The actual comparison values for Run 3 (repeat training) on the X2 corpus were 279 total errors and a 1-ROCA% of 0.1393 (confidence interval 0.0973 to 0.1995) versus Run 1 (control) at 430 total errors and a 1-ROCA% of 0.1498 (confidence interval of 0.1051 to 0.2134). Against the B2 corpus Run 3 (repeat training) got 98 total errors and a 1-ROCA% of 0.2983 (confidence interval 0.1742 to 0.5105) while Run 1 (control) got 99 errors and a 1-ROCA% of 0.3852 (confidence interval 0.2350 to 0.6309)

This is not significantly different; therefore we dismiss the hypothesis as unproven.

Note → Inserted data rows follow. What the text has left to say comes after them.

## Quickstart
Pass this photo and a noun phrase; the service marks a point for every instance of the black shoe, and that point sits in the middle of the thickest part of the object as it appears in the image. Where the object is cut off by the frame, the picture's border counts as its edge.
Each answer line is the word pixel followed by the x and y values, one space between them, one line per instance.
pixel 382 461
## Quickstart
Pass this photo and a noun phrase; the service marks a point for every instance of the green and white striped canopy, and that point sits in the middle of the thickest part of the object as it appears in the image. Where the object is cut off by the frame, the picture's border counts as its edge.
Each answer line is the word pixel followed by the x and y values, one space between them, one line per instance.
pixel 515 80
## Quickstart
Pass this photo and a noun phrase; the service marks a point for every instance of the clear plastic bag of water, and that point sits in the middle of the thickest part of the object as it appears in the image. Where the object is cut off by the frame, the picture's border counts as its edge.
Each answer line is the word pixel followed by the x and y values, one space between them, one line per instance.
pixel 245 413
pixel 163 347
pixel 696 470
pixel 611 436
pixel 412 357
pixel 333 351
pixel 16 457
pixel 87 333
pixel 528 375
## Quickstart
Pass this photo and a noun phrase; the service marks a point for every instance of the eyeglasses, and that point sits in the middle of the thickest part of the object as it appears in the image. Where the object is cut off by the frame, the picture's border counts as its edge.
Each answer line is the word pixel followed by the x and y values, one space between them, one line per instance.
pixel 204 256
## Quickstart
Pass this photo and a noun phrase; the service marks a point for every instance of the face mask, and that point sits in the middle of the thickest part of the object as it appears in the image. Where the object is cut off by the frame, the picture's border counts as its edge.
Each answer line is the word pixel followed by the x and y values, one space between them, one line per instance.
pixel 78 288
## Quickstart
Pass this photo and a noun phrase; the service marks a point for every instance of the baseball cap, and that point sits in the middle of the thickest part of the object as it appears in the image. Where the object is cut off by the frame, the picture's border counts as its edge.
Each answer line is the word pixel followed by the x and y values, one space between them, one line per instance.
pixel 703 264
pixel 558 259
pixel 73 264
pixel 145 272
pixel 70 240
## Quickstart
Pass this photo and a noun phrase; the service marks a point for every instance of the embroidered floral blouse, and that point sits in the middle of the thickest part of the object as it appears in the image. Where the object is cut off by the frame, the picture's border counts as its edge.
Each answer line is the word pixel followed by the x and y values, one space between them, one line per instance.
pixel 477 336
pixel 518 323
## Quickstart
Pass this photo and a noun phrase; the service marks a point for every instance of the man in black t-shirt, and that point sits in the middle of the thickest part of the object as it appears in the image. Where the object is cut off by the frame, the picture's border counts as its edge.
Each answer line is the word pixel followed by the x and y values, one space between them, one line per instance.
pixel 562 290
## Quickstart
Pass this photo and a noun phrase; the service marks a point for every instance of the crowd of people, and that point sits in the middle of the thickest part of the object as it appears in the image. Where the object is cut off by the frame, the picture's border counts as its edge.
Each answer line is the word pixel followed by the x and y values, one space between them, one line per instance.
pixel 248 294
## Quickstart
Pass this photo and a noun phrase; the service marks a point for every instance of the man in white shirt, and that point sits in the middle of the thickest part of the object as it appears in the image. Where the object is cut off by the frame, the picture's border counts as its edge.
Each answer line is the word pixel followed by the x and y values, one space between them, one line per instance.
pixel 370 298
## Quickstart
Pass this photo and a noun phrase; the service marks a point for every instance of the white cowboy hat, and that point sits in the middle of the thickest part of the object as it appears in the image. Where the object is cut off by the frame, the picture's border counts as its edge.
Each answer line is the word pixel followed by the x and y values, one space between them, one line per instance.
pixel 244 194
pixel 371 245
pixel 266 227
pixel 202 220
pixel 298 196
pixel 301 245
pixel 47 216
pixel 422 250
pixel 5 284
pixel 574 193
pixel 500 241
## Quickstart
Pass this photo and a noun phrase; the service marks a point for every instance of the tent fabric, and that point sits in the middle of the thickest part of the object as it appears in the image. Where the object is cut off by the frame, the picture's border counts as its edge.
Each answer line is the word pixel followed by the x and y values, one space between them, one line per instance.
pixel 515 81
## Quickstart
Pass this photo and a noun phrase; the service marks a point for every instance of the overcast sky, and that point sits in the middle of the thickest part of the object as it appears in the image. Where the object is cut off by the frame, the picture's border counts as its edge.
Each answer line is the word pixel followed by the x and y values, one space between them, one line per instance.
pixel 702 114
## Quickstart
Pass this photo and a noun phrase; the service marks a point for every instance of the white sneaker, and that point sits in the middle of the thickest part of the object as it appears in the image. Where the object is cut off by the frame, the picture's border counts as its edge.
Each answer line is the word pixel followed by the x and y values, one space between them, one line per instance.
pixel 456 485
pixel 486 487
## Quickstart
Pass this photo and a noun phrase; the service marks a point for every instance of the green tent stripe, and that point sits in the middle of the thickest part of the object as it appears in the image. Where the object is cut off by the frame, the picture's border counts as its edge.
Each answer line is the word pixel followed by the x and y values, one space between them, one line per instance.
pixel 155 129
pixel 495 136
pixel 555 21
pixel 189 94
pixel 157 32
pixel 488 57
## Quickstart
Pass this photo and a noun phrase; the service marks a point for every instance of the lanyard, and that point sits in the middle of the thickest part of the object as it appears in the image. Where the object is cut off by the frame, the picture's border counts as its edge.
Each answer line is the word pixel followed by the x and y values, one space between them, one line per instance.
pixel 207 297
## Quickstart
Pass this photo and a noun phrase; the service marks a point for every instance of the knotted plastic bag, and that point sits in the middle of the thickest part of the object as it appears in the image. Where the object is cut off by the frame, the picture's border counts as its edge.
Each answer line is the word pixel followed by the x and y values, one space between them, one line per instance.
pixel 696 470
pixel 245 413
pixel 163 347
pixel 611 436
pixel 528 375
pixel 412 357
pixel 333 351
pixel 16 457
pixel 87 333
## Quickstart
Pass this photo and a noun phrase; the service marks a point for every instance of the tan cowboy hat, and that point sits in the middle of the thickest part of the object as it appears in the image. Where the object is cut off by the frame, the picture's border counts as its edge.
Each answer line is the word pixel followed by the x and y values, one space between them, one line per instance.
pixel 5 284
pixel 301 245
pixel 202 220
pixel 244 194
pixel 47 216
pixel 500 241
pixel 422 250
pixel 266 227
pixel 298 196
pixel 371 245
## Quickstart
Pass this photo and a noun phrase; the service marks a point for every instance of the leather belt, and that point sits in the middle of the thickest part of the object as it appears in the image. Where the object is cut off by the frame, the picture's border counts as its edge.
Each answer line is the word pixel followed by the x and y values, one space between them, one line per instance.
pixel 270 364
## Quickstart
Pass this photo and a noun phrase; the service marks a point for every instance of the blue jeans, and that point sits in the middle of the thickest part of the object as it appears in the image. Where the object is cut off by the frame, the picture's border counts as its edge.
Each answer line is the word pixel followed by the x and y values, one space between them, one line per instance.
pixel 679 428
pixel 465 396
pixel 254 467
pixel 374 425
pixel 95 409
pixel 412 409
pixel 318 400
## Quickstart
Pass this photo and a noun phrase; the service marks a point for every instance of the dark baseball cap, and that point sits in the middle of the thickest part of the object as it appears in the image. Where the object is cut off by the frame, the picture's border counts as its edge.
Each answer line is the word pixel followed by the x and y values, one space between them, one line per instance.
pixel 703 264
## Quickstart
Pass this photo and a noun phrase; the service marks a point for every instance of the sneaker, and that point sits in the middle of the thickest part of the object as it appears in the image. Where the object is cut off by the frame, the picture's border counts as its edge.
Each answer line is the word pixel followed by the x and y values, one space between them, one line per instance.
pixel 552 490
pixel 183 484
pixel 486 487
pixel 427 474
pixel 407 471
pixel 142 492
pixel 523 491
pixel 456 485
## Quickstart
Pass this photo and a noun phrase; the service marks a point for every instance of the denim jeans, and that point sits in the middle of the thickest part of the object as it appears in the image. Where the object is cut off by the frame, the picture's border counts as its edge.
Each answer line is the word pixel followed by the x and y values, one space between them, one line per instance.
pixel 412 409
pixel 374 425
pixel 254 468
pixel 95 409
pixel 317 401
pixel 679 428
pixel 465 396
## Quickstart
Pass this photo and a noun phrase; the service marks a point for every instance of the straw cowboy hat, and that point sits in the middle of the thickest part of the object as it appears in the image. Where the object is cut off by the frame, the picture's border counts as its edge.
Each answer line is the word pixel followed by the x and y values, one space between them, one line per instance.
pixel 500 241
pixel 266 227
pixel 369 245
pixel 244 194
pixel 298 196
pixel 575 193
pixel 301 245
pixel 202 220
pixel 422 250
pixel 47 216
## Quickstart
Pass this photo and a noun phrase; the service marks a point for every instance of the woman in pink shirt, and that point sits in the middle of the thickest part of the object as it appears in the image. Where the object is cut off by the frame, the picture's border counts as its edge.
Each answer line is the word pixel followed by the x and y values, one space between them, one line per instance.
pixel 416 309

Hypothesis 4: KNN/Hyperspace Classification is Superior to Bayesian Classification


Sadly, this hypothesis is not supported by the evidence. CRM114 Run 4 did not show a statistically significant improvement in filtering, nor did an informal resubmit to correct the weighting formula to a more complicated but accurate one.


The algorithm used in the official Run 4 is a modified KNN with the neighborhood set to the entire previous corpus, and two different weightings. The first weighting is “similarity only”, and uses the number of shared features as the inverse distance of the known and unknown texts; this was the officially submitted Run 4. Additionally, we obtained an “informal” second test run. The second test weighting uses an inverse distance equal to the number of shared features squared, divided by the product of features seen in the known but not in the unknown times the number of features seen in the unknown but not the known (this is the recommended and default configuration for CRM114’s Hyperspace classifier). In either weighting method, the inverse distance is used in a 1/R2summation to obtain the total weight for each class on the unknown text; the text is assigned to the class with the largest 1/R2sum.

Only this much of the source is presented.